Além das infraestruturas essenciais à agricultura biológica, próprias da permacultura (cultura e agricultura permanentes, sustentáveis), o Alfredo acolhe jovens com projetos variados, que ajuda a desenvolver. Neste momento, entre outros, ensaiam-se produções de aromáticas, de raças portuguesas de galináceos, um doutorando faz tese sobre a dieta das andorinhas, e duas outras estudam os morcegos da região. Aliança entre a técnica agrária e a investigação científica, o que não esgota as possibilidades de interação, pois a arte também desempenha no espaço isolado o seu papel fecundador.

Se lermos Leonardo Boff, que pratica a sua cultura permanente na Internet, vemos que a nova filosofia de vida, tendente à mudança de paradigma e com ela à salvação da biosfera, começa a enraizar no solo, literalmente falando, como é exemplo a Herdade do Freixo do Meio.
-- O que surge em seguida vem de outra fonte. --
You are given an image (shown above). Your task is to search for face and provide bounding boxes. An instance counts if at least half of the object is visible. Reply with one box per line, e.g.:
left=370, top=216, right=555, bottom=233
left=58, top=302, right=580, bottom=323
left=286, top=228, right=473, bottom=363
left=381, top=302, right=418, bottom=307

Vejamos um extrato de um artigo recente de Leonardo Boff, «Economia verde versus Economia solidária», em linha em www.triplov.com:

“Precisamos produzir sim, mas a partir dos bens e serviços que a natureza nos oferece gratuitamente, respeitando o alcance e os limites de cada bioregião, distribuindo com equidade os frutos alcançados, pensando nos direitos das gerações futuras e nos demais seres da comunidade de vida. Ela ganha corpo hoje através da economia biocentrada, solidária, agroecológica, familiar e orgânica. Nela cada comunidade busca garantir sua soberania alimentar. Produz o que consome, articulando produtores e consumidores numa verdadeira democracia alimentar.”

E voltamos agora ao passeio de sábado à Barranca da Loba, um vale com coberto vegetal primitivo, de solo atapetado por detritos vegetais ricos, apontados pelo Alfredo como ponto de contraste com o solo desertificado do Alentejo em geral.

Chegada da caravana ao Carvalhal da Barranca da Loba

Para descobrirmos as plantas raras foi preciso vencer as guardiãs da floresta, as silvas, mas o sacrifício valeu a pena, pela singular beleza de um bosque verdejante encaixado na paleta amarela do solo do montado, neste princípio de Verão.

Perguntará o leitor se na Herdade do Freixo do Meio a utopia já se realizou, com o surgimento nela de uma sociedade perfeita e feliz. A condição das utopias não é a de se realizarem, isso só acontece em obras literárias como «Erewhon», «Paulo e Virgínia» ou «Nova Atlântida» (e até nos filmes de Tarzan, ou mesmo em «Avatar», esse hino à árvore), a sua condição é a de se projetarem no horizonte do nosso desejo, movendo-nos à ação. Hoje em dia, em que nos abeiramos rapidamente de uma situação catastrófica no planeta, já nem se trata só de aspiração, sim de necessidade imperiosa e urgente. Precisamos de mudar de vida o mais depressa possível. Na Herdade do Freixo do Meio, há vários anos que se ensaiam soluções para tanto. São bons modelos e exemplos a ser seguidos. Uma visita à Herdade pode ser fecunda além de agradável; há passeios guiados, pode andar de bicicleta, de burro, a pé ou a cavalo, existe a «Casa da Professora» para turismo rural, e a Festa da Primavera, em Abril, uma enorme feira dos produtos Freixo-do-Meio, com concurso de artistas plásticos, músicos, etc., que convoca milhares de pessoas todos os anos.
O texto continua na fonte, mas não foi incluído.